Au Japon, les distributeurs automatiques sont légion. Simples d’utilisation, ils garantissent un accès rapide et pratique à des denrées de jour comme de nuit, même dans les coins les plus reculés. Et le respect ancré dans la culture japonaise les met à l’abri du vandalisme qui ne manquerait pas de les menacer dans tout autre pays. Ce sont des éléments indissociables de la société de consommation dans Japon ultra moderne toujours à la pointe de la technologie. Le photographe Eiji Ohashi a décidé de jeter sur eux un regard différent, interrogeant la nature humaine, en capturant pendant 9 ans la beauté de paysages nippons avec pour tout sujet ces machines. Un travail destiné à interpeller chacun de nous.

Les distributeurs automatiques envahissent les rues nippones, souvent en grappes, proposant des marchandises variées, des boissons la plupart du temps, mais aussi des glaces, des plats préparés, des cigarettes, des soupes, des journaux, des vêtements… Ils sont situés parfois juste à côté d’un konbini vendant les mêmes produits ou au fin fond d’une ruelle déserte ce qui ne manque parfois pas d’étonner. Avant le tsunami du 11 mars 2011 on en comptait 1 pour 7 habitants (par la suite leur nombre aurait légèrement baissé pour faire des économies d’énergie). Un rapport énorme. L’Archipel compterait plus de 5 millions de machines (selon l’Association des fabricants de distributeurs automatiques du Japon), la plupart sont concentrées en ville mais les villages, les campagnes reculées peuvent aussi compter sur leur présence.

C’est grâce à l’une d’elles que le photographe Eiji Ohashi déclare s’être sorti indemne d’une tempête de neige dans sa ville natale de Wakkanai, à Hokkaido, il y a quelques années. Grâce aux néons d’un distributeur, il a pu retrouver son chemin. Telles les statuettes bouddhistes de Jizô au bord des routes réputées pour guider les voyageurs, la machine avait fait office de point de repère salvateur un peu modernisé. Depuis cette mésaventure, en guise de remerciement, Eiji Ohashi a parcouru le Japon pour les photographier, de préférence à la tombée de la nuit.

« A lonely existence », « Une existence solitaire ». Photographe : Eiji Ohashi / Source : Facebook

De part l’existence et la prolifération de ces machines, Eiji Ohashi questionne la quête sans fin du confort : « La vie au Japon est devenue extrêmement agréable, mais il semble n’y avoir pas de fin à la recherche d’un confort toujours plus grand » déclare-t-il au Japan Times. « Cette recherche continue implacablement, mais nous n’avons pas besoin d’un tel degré de confort pour vivre. À la place, ayant maintenant atteint ce niveau de confort, nous devrions nous demander ce qu’est la vraie essence de bonheur« . Il pointe en même temps l’influence et la part grandissante dans nos vies du néo-libéralisme qui pousse toujours plus loin nos appétits d’aisance tout en détruisant nos anciens repères et qui soumet nos existences à la loi du marché. Le distributeur automatique, lui, devient le symbole omniprésent de notre besoin insatiable de confort matériel.
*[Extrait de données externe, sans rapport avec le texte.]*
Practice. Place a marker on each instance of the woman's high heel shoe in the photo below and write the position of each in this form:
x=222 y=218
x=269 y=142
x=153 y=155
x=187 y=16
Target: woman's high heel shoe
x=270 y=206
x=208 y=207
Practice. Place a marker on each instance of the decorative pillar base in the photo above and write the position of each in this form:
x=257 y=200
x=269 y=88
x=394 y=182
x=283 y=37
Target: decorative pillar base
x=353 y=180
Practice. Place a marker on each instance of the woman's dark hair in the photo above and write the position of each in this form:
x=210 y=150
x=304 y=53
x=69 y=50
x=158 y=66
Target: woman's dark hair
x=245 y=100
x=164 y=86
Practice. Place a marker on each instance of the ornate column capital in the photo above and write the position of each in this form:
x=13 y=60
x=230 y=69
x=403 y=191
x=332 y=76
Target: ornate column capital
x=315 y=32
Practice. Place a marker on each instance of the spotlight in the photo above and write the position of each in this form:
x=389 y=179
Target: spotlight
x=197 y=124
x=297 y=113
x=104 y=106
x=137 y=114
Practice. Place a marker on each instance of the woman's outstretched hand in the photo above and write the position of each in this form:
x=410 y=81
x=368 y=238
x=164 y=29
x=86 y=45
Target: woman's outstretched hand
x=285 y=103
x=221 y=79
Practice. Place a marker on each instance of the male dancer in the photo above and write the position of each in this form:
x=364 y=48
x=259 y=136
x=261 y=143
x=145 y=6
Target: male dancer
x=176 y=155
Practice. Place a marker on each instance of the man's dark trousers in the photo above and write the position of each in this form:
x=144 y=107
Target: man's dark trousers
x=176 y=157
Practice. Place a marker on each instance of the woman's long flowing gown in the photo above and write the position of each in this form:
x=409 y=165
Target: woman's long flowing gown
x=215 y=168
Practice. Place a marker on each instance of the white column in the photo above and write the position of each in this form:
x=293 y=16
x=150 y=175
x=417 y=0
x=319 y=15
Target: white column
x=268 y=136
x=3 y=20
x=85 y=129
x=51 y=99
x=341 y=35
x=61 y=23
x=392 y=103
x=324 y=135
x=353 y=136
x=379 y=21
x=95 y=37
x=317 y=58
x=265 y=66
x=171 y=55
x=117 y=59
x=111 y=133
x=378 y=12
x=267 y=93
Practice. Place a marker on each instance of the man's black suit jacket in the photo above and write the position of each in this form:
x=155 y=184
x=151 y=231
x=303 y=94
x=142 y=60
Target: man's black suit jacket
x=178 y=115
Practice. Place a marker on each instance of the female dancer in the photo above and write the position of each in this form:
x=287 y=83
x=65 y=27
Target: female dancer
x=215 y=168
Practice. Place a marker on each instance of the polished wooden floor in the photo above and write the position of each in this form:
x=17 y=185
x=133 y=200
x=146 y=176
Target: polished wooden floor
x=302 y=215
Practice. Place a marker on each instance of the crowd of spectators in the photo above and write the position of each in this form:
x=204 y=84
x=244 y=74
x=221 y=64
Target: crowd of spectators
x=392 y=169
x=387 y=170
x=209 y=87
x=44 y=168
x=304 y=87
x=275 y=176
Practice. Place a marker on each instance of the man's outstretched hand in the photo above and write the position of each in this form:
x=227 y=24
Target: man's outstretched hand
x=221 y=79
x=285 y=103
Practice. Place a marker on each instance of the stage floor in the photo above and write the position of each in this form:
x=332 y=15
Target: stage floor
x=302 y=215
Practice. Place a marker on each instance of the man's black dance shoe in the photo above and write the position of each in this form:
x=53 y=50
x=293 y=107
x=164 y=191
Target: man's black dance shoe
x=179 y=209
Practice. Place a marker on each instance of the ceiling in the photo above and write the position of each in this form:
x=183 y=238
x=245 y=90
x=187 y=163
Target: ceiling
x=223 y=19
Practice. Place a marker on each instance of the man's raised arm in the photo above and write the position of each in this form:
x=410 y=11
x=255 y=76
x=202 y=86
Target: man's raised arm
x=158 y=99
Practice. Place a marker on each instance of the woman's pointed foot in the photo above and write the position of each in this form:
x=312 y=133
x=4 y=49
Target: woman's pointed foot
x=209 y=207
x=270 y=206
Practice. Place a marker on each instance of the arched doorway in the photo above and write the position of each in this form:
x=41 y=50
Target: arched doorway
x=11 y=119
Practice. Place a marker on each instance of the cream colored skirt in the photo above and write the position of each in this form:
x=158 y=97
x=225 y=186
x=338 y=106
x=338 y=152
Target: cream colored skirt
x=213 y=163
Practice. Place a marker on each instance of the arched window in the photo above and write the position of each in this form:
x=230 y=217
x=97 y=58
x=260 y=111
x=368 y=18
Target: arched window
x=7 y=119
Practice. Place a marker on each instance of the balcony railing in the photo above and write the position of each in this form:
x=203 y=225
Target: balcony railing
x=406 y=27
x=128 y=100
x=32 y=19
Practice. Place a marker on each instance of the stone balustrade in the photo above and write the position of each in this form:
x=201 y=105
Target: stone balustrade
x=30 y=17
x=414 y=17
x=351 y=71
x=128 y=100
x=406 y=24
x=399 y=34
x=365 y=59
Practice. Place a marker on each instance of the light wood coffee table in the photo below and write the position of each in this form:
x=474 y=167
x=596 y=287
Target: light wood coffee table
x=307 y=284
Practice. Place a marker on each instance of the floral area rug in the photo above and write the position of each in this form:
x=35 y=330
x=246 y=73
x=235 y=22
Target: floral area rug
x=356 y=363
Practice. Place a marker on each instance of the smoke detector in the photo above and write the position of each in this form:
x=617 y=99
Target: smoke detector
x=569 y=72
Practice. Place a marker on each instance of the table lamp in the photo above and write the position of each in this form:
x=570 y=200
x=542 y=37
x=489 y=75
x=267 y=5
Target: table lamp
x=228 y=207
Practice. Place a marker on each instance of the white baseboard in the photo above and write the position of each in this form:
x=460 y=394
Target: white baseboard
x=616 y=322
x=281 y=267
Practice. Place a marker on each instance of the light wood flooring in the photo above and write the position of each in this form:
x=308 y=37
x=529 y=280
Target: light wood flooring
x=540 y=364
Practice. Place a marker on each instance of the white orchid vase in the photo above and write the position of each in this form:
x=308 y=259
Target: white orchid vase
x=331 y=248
Photographe : Eiji Ohashi / Source : Facebook

Pour Eiji Ohashi, si les distributeurs sont le parfait symbole d’un confort superflu, ils sont aussi la flagrante illustration d’un pays où la sécurité dans l’espace public est assurée. Mettant ainsi en lumière le paradoxe de cette société disciplinée qui a permis à ces distributeurs de se répandre même dans les coins les plus reculés du pays, facilitant la vie de tous, mais dans le même temps de rendre la modernité plus « étouffante et oppressante » selon lui. Et dans cette société japonaise très normée et uniforme, les distributeurs automatiques, tous construits selon le même modèle (ou presque), lui apparaissent comme la métaphore parfaite de la perte de personnalité des individus au Japon.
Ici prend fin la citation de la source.